# bricklayers wages



## deanevans (Apr 7, 2011)

hi, i am new to furum and looking for some info on average wages of bricklayers or labourers in the paphos area, i am moving out to cyprus in 3 weeks and would like any help, thankyou


----------



## kimonas (Jul 19, 2008)

The Eures job portal has 50 or so labourer jobs advertised at the moment - the salaries range from 765 - 900 euros a month. There is much competition for these jobs from those that are willing to take food and accommodation in part payment - so the chances of finding anything towards the top of the range would be remote.


----------



## deanevans (Apr 7, 2011)

kimonas said:


> The Eures job portal has 50 or so labourer jobs advertised at the moment - the salaries range from 765 - 900 euros a month.

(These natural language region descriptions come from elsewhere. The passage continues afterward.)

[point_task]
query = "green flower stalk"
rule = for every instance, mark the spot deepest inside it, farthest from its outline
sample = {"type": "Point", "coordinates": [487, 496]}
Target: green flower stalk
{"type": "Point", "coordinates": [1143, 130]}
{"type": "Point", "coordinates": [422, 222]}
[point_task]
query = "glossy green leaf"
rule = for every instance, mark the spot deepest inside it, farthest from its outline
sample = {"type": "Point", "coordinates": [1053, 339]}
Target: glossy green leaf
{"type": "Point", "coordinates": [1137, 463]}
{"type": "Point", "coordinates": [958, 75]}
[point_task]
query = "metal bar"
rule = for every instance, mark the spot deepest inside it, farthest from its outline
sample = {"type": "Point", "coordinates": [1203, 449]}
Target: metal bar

There is much competition for these jobs from those that are willing to take food and accommodation in part payment - so the chances of finding anything towards the top of the range would be remote.



thanks for the reply, how do i contact the Eures job portal, or how do i find it ?


----------



## kimonas (Jul 19, 2008)

It's listed under the sticky thread 'Useful website links' post number one - the first site under theheading recruitment services.


----------



## Monty (Jun 9, 2008)

*Europa Web Site*



deanevans said:


> thanks for the reply, how do i contact the Eures job portal, or how do i find it ?


Hi Dene
Here is a link to the website. 
You put in Cyprus as the country you want to work in 

EUROPA - EURES - the European Job Mobility Portal


----------



## deanevans (Apr 7, 2011)

thankyou for all replies and help


----------